Dusted Off: Ray Bradbury’s…
Dusted Off: Ray Bradbury’s The Martian Chronicles
Red Planet, dead planet: A trip down memory lane: Fifty-six years after publication, Ray Bradbury’s seminal science-fiction work retains its topical immediacy and barbed social critique
Let me get the glib part out of the way: Ray Bradbury’s best-known work, The Martian Chronicles, takes place in a strange no-man’s land where there aren’t enough Martians to suit a teenage boy, and too many Martians for a grown man.
Of course, this slippery dichotomy is essential to Bradbury’s vision. The enemies in The Martian Chronicles aren’t Martians. They’re imperialism, McCarthyism, Puritanism, Philistinism, capitalism, censorship, segregation and the atomic bomb. But mostly, the enemy is a false and corrupt nostalgia for an America that never was. In Bradbury’s world, sentimentality kills. The book was first published in 1950, and its immediacy must have been the key to its popularity. Maybe it still is.
The Martian Chronicles is a set of linked short stories dealing with Earth’s colonization of Mars. It’s set in the ruins of a once-magnificent Martian civilization. When Bradbury stays within his own parameters the stories have an appealing obliquity. But sometimes he submits to the temptation to pad things. The Poe-influenced story “Usher II,” for example, is of some interest as a precursor to Fahrenheit 451, but it doesn’t really belong on Bradbury’s Mars.
But perhaps Poe isn’t the real inspiration here. Bradbury has more in common with the Twain of “The Mysterious Stranger,” “Extract from Captain Stormfield’s Visit to Heaven” and “A Connecticut Yankee in King Arthur’s Court.” Like those works, The Martian Chronicles can be read as a series of sharp, misanthropic jokes. Most of Bradbury’s human characters are made up of equal parts willful stupidity and gnawing loneliness.

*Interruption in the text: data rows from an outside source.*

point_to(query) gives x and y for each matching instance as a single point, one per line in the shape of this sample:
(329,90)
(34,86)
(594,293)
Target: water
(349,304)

Consider: A dork opens up a hot dog stand in the shrieking nothingness of the Martian wilderness. Some jerk would rather be the last man on the planet (really) than make out with a fat lady. A drooling old cracker tries to stop black people from going to Mars, where they might catch a break.
Beauty is alien here, and pointedly rare. The best stories are eloquent miniatures of waste and emptiness, nearly as compact and devastating as Shelley’s great poem “Ozymandias.” Boys play in “black leaves” that “fly through the air, brittle, thin as tissue cut from midnight sky.” It’s the skin of dead Martians, wiped out by the arrival of the colonists. A Martian skull rolls into view “like a snowball.” The boys play xylophone tunes on the “peppermint-stick bones.”
What a beautiful evocation of the cruelty and naïveté of boyhood. For both Twain and Bradbury, America is a nation of boys.